It is a myth that only the millennials and Gen Z spend heavily on everything – small or large – without thinking twice. Similarly, we have another misconception that middle-aged people spend more than others due to family responsibilities and future planning. At least, the report by Fed says so. According to them, the demographic group most affected by high credit card debt consists of retired individuals and those in their advanced years.
As per the Survey of Consumer Finances (SCF) conducted by the Federal Reserve Board, individuals aged 75 and above in the United States carry the highest average credit card debt. As of the most recent SCF, this age group had an average balance of $8,078 on their credit cards. This indicates the high spending patterns and consumer demands of this age group, as opposed to the young and middle-aged people.
The data indicates that there is a significant distinction between the average and median credit card debt for all age groups, particularly for individuals aged 75 and older. This suggests that the presence of extreme values, or outliers, with exceptionally high balances, is causing the average data to be distorted in an upward direction. In such skewed data scenarios, the median value tends to offer a more precise depiction of the true central tendency.
The average credit card debt among Americans aged 75 and older is the highest, but this can be attributed to a few individuals with exceptionally large balances. On the other hand, their median credit card debt is $2,700, which is tied for the second-lowest with several other age groups. Americans aged 45 to 54 actually have the highest median credit card debt at $3,200.
Between 2016 and 2019, there was a rise in the proportion of families carrying credit card debt. In 2019, credit card debt remained the most prevalent form of debt, with 47-48% of families reporting an outstanding balance after their last payment. Among those with credit card debt, the typical family owed $2,700 in 2019, which was a 10% increase compared to 2016. Moreover, both the median and mean balances for families with credit card debt rose to $2,700 and $6,300, respectively.
According to the Federal Reserve, Americans currently hold approximately $986 billion in credit card debt, marking the highest amount ever recorded. The agency reported a surge of nearly $250 billion in credit card debt since April 2021 when it reached $740 billion.

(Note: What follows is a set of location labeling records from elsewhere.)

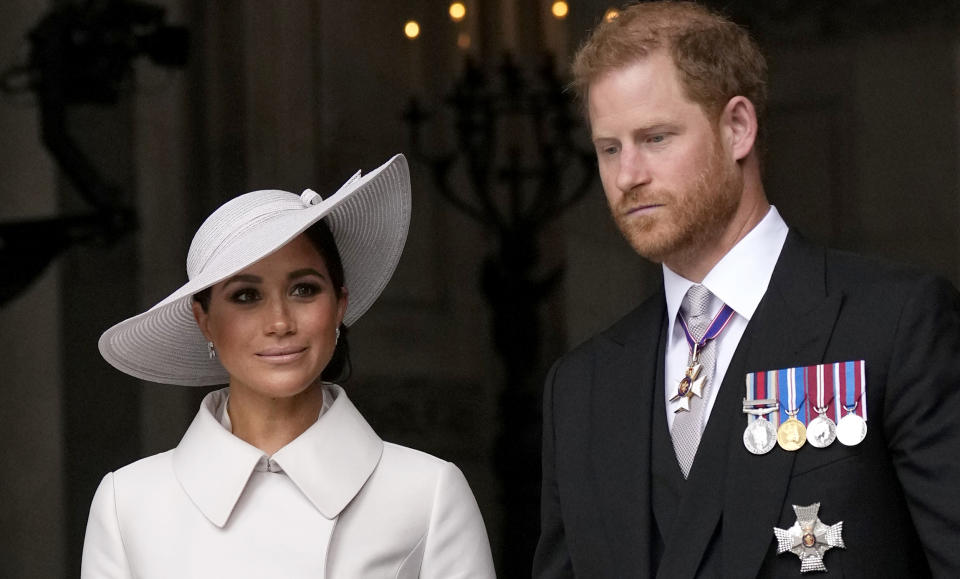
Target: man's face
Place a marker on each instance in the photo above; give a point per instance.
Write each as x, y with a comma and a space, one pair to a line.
671, 184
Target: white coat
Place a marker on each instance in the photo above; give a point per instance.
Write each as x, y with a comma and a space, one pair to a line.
336, 502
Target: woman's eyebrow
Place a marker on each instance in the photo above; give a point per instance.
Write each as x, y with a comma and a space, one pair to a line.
244, 277
305, 271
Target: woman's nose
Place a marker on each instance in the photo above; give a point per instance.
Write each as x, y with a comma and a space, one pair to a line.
280, 320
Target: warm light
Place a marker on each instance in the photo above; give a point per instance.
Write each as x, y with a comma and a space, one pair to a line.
457, 11
560, 9
411, 29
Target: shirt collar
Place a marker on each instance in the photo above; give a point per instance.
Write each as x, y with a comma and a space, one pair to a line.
741, 276
330, 462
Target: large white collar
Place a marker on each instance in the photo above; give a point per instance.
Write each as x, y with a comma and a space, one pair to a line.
330, 462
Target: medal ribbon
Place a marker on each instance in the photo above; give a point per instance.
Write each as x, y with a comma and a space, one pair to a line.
716, 326
853, 378
788, 391
757, 391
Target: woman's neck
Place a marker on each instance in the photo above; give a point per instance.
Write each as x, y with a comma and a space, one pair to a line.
271, 423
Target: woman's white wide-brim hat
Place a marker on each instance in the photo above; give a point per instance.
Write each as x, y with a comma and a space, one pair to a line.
368, 216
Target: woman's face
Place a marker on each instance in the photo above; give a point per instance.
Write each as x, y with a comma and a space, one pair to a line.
274, 323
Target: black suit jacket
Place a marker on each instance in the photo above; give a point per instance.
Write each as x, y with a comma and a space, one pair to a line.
897, 493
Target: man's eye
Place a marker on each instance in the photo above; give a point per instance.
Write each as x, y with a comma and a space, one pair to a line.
245, 296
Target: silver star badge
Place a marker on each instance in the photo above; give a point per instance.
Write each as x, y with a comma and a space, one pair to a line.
809, 538
689, 386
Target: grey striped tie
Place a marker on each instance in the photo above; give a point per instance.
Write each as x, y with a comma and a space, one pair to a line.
687, 426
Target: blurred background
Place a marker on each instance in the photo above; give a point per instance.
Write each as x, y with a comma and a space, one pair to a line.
124, 123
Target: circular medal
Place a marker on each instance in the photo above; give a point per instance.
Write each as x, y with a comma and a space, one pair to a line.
851, 430
760, 436
821, 432
792, 434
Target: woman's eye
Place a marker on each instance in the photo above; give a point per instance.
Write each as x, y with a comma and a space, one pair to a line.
305, 290
245, 296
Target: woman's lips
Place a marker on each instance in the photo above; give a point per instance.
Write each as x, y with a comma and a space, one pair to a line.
281, 355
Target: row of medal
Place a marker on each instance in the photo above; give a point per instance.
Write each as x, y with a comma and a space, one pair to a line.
810, 404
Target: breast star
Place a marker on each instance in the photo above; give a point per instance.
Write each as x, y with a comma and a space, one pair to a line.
809, 538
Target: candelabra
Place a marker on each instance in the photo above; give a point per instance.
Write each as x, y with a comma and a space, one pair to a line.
514, 167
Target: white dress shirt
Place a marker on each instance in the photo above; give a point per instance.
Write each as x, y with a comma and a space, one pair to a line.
335, 502
739, 280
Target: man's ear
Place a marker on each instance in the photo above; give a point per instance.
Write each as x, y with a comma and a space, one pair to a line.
201, 317
738, 124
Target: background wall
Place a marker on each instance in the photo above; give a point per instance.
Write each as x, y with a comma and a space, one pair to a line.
864, 153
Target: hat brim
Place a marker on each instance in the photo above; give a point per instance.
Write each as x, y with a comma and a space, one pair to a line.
369, 218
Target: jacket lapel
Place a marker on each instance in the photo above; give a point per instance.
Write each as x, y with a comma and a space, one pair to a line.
622, 403
792, 327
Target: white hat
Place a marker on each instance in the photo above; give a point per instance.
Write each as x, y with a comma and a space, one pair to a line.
368, 216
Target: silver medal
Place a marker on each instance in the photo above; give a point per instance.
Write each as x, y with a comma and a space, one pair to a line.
821, 431
851, 430
760, 436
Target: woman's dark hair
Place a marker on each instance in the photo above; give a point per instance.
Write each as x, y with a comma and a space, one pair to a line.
338, 369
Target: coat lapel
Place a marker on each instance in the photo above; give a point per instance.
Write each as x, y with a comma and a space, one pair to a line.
622, 403
792, 327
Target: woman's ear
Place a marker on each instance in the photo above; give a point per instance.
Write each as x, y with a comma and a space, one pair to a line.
343, 301
738, 122
201, 317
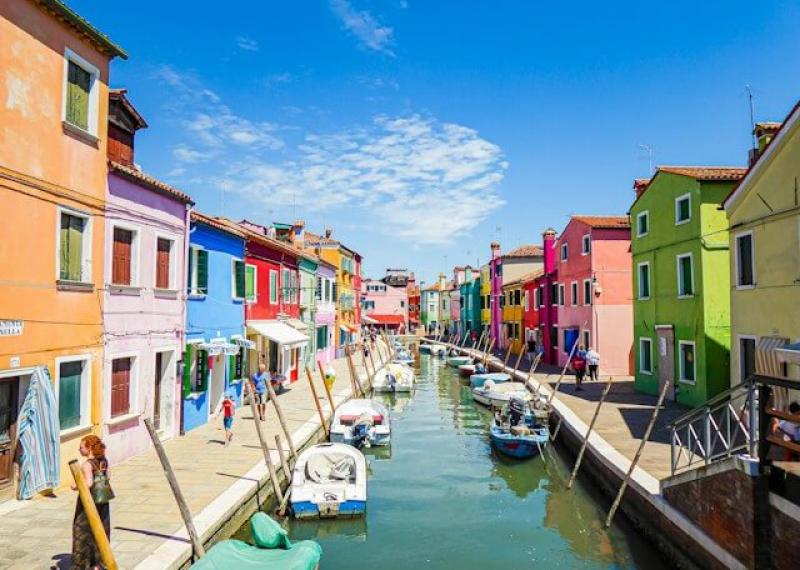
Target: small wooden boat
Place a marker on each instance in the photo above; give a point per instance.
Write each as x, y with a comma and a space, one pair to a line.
329, 481
478, 380
361, 422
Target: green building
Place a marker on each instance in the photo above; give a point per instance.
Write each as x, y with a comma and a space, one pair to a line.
681, 282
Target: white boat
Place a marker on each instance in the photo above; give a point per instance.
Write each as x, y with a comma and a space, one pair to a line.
359, 422
329, 480
394, 377
498, 395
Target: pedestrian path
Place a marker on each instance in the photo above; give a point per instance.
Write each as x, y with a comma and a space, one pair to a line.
146, 528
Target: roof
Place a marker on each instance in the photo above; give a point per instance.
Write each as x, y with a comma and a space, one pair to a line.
139, 177
605, 222
70, 18
530, 250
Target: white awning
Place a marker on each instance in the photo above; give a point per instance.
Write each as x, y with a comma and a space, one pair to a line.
278, 332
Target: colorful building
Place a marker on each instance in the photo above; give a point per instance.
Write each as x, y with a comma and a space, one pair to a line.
595, 304
762, 214
681, 310
216, 355
146, 229
54, 117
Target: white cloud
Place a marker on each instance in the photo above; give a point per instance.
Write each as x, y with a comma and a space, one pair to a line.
370, 33
247, 44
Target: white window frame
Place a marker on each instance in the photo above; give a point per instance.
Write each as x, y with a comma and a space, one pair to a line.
639, 216
736, 237
639, 295
678, 273
86, 391
94, 91
135, 251
173, 252
681, 375
649, 341
678, 200
133, 388
87, 246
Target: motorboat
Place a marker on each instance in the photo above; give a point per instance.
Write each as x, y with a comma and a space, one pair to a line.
329, 480
394, 377
497, 395
478, 380
361, 423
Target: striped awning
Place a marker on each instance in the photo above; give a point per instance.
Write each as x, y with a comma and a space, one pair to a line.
767, 362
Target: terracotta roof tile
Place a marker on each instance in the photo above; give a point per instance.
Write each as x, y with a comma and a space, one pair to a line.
135, 175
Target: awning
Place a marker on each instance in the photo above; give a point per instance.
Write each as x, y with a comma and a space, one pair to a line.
278, 332
767, 363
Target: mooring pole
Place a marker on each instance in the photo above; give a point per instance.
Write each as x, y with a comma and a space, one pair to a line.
639, 451
186, 514
589, 432
95, 523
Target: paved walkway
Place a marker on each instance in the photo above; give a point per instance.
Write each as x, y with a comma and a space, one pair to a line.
146, 529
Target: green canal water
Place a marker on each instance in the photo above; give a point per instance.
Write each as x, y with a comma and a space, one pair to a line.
442, 499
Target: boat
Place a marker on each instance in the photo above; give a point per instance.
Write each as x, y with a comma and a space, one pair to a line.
394, 377
478, 380
272, 549
360, 423
497, 395
329, 481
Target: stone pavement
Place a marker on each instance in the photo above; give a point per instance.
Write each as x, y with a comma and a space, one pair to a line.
144, 517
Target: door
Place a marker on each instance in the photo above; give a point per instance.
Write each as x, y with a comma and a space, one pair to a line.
9, 400
666, 359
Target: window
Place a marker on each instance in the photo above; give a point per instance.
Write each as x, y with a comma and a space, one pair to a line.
73, 391
685, 275
747, 357
683, 209
644, 280
80, 93
642, 223
273, 287
121, 386
122, 257
745, 262
198, 271
645, 356
164, 247
74, 247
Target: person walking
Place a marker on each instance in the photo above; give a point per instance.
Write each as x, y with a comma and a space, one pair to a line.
85, 554
593, 360
258, 386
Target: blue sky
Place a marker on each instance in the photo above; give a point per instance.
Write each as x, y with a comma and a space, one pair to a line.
422, 130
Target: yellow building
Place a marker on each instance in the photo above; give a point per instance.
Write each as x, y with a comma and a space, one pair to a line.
765, 255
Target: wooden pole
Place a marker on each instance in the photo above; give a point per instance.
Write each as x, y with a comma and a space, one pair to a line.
325, 384
274, 399
186, 514
95, 524
316, 401
638, 455
589, 432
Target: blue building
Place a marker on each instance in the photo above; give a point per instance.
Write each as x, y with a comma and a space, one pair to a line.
215, 359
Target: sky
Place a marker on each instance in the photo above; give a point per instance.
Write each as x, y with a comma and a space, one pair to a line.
420, 131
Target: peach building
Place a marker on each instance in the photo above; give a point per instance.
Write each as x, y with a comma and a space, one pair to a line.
594, 295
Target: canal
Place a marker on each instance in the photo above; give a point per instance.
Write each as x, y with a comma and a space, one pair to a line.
441, 499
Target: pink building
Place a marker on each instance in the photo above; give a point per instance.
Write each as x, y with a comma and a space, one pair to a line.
595, 302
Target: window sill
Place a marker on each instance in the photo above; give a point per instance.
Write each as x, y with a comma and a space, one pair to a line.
65, 285
122, 419
80, 134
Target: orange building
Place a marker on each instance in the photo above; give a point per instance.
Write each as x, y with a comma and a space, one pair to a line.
54, 114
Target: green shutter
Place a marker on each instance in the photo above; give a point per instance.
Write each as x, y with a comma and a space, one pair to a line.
202, 271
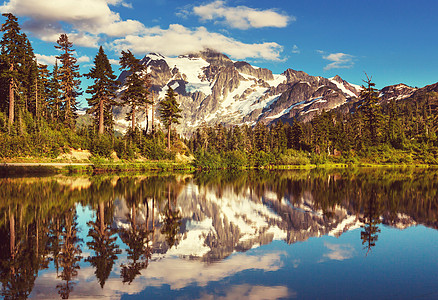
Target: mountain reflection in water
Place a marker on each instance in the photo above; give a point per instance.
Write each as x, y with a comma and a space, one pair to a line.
213, 234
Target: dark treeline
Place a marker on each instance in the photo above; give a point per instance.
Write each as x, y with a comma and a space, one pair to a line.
39, 117
39, 106
39, 221
366, 130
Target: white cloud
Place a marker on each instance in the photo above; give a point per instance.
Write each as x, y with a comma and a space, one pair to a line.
178, 39
296, 50
46, 59
246, 291
51, 59
241, 17
173, 272
88, 19
83, 59
338, 60
339, 251
89, 23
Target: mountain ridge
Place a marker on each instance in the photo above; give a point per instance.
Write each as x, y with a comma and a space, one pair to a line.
214, 89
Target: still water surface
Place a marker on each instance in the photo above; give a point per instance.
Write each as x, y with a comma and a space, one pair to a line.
364, 234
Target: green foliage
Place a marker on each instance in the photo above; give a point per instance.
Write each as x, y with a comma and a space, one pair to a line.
103, 92
68, 79
294, 157
102, 146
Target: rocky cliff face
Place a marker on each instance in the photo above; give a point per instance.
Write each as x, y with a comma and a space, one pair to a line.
214, 89
214, 223
396, 92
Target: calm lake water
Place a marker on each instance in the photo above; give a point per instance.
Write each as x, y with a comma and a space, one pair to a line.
360, 234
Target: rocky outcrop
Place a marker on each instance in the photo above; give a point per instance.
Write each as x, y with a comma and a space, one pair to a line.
213, 89
396, 92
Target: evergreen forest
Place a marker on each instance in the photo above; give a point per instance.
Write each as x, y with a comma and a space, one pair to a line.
39, 118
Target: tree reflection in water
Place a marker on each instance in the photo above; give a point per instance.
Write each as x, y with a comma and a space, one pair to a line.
69, 256
103, 244
172, 220
39, 228
370, 220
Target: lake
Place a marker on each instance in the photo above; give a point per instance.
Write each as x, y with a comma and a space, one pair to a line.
310, 234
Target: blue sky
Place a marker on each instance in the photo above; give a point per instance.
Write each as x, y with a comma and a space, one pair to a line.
392, 41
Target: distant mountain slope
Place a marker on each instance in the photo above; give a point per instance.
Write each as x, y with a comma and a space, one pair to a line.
214, 89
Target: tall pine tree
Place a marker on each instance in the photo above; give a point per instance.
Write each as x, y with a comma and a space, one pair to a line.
371, 111
12, 56
169, 112
69, 82
103, 91
135, 93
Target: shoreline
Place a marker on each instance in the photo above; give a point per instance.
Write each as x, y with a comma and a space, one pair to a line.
17, 167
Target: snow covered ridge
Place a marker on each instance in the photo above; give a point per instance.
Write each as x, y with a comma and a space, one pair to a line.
214, 227
214, 89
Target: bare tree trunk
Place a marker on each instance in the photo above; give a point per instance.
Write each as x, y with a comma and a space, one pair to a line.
153, 112
11, 101
101, 127
147, 119
12, 233
133, 118
36, 99
168, 137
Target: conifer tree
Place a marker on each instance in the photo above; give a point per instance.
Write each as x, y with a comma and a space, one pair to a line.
135, 93
68, 77
54, 95
371, 110
169, 112
12, 53
43, 89
102, 91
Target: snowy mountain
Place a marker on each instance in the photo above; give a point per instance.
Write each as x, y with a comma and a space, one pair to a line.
215, 225
214, 89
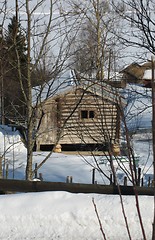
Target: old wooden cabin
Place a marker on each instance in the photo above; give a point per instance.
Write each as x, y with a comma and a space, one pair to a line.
82, 117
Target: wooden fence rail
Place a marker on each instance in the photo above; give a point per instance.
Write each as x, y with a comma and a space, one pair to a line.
8, 185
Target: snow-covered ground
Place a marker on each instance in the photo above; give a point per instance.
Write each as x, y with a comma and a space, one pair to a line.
66, 216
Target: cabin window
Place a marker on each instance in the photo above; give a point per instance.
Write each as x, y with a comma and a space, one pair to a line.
85, 114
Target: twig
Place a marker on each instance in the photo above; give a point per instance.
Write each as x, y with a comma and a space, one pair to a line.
98, 217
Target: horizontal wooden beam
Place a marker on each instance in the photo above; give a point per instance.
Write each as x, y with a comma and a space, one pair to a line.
40, 186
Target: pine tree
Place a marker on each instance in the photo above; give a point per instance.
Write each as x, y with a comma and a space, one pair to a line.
15, 77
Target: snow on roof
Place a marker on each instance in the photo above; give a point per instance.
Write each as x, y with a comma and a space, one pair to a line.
67, 81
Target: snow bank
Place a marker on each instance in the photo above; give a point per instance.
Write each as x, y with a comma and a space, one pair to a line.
66, 216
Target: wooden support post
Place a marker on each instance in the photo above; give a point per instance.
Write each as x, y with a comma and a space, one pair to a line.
36, 173
7, 171
111, 179
41, 176
1, 171
142, 182
93, 176
139, 176
149, 182
125, 181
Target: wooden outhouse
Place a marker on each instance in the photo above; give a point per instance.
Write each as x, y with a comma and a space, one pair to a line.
82, 117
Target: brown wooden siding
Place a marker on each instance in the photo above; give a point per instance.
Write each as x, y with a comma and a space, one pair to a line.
102, 128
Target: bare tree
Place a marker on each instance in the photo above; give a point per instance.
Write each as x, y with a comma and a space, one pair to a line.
46, 35
95, 48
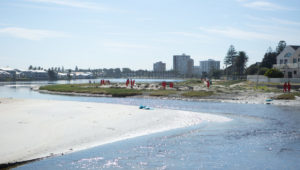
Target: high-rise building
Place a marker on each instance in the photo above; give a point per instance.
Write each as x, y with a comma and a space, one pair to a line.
183, 64
159, 67
208, 65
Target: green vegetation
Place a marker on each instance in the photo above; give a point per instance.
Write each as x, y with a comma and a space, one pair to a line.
228, 82
286, 96
91, 89
273, 73
198, 94
189, 82
262, 70
162, 93
266, 89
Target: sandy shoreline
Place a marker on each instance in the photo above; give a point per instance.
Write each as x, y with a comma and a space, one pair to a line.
242, 98
34, 129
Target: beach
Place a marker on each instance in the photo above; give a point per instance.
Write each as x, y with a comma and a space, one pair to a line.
33, 129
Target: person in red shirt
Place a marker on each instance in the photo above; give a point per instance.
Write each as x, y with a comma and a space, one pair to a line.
284, 87
127, 82
171, 84
289, 87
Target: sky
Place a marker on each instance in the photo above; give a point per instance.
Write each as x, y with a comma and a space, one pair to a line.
137, 33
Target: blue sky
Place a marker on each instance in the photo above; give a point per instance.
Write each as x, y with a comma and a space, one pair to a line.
137, 33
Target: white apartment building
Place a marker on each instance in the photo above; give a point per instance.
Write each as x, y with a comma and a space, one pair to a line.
288, 61
183, 64
208, 65
159, 67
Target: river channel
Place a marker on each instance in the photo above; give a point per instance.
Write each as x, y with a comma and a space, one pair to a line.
258, 137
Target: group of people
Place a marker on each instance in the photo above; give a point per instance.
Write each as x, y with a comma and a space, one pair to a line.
132, 82
287, 87
208, 82
164, 84
104, 82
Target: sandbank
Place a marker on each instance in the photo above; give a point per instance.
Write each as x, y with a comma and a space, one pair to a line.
32, 129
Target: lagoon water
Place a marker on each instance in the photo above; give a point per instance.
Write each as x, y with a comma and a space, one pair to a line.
259, 137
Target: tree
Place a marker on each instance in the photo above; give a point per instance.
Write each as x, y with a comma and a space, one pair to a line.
274, 73
52, 74
229, 58
281, 45
216, 74
240, 62
269, 58
252, 69
262, 70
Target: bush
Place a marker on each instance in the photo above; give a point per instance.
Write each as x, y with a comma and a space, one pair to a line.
286, 96
273, 73
198, 94
262, 70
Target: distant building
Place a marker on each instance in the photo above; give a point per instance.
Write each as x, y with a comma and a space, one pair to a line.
183, 64
197, 71
288, 61
159, 67
11, 71
5, 75
208, 65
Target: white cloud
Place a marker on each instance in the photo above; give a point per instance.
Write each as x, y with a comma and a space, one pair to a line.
124, 45
264, 5
30, 34
238, 33
274, 20
72, 3
188, 34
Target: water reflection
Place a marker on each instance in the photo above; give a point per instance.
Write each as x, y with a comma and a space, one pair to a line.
259, 137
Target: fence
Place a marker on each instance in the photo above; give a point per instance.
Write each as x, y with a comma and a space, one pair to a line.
261, 78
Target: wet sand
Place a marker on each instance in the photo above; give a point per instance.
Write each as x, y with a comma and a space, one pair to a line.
32, 129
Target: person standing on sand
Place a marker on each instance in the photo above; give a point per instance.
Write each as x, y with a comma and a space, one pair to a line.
207, 83
289, 87
284, 87
127, 82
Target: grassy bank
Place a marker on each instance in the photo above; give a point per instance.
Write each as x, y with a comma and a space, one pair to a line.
198, 94
91, 89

Traditionally, credit card debt tends to decrease in the first quarter of the year as individuals pay off their holiday expenses. However, this trend did not occur in 2023, breaking the pattern for the first time since the 2001 recession. Analysts attribute this deviation to people utilizing their credit cards for essential purchases rather than for buying Christmas presents or going on vacations.
Experian, one of the major credit bureaus, reports that the average credit card balance at the end of 2022 was $5,910, reflecting a more than 13% increase compared to the previous year. This rise represents a rebound from the peak of the pandemic, as the Federal Reserve has been adjusting interest rates and consumers are gradually increasing their discretionary spending.
It is important to note that having credit card debt is generally something you should strive to avoid. This is because the average credit card annual percentage rate (APR) exceeds 20%, meaning even a relatively small balance can accumulate significant interest charges.
How to Tackle the Problem of Credit Card Debt?
Here are some ways to get around credit card debt.
- If you are currently free from credit card debt, it is advisable to maintain that status. Only spend within your means and make it a habit to pay off your entire credit card balance each month. By doing so, you can steer clear of debt and bypass credit card interest.
- It’s worth reviewing your credit and debit card choices as well, as using the wrong credit card can potentially cost you substantial amounts of money.
- If you do carry balances on your credit cards, your goal should be to pay them off as soon as possible. The quicker you can achieve this, the less interest you will accrue.
- Making higher monthly payments on your credit cards is one of the most effective ways to eliminate credit card debt. Additionally, there are a few other strategies that can expedite the process.
- Every purchase you make increases your debt and the amount of interest you are obligated to pay. It is advisable to stick to using your debit card and cash until you have completely paid off your credit card debt. This way, you won’t be able to spend beyond your means, and you’ll save on interest since you won’t be adding to your credit card balances.
- Consider obtaining a personal loan or a balance transfer credit card to pay off your existing credit card debt. This approach can save you money on interest and consolidate your payments into a single monthly installment. Some of the best options for debt consolidation include debt consolidation loans and balance transfer credit cards.
- Another effective tactic is to tighten up your spending habits. Assess your expenses and determine which bills you can reduce or eliminate entirely. Once you have cut back, allocate all the extra money you have saved towards paying off your credit card debt.
- If you struggle to identify areas for cutbacks, consider using budgeting apps that provide a comprehensive overview of your spending patterns.
So, the demographic group most affected by high credit card debt consists of retired individuals and those in their advanced years. While middle-aged adults and seniors often carry higher credit card balances, this is an issue that affects individuals across all age groups. The good news is that with the right financial habits, you can rectify the situation and prevent it from recurring in the future.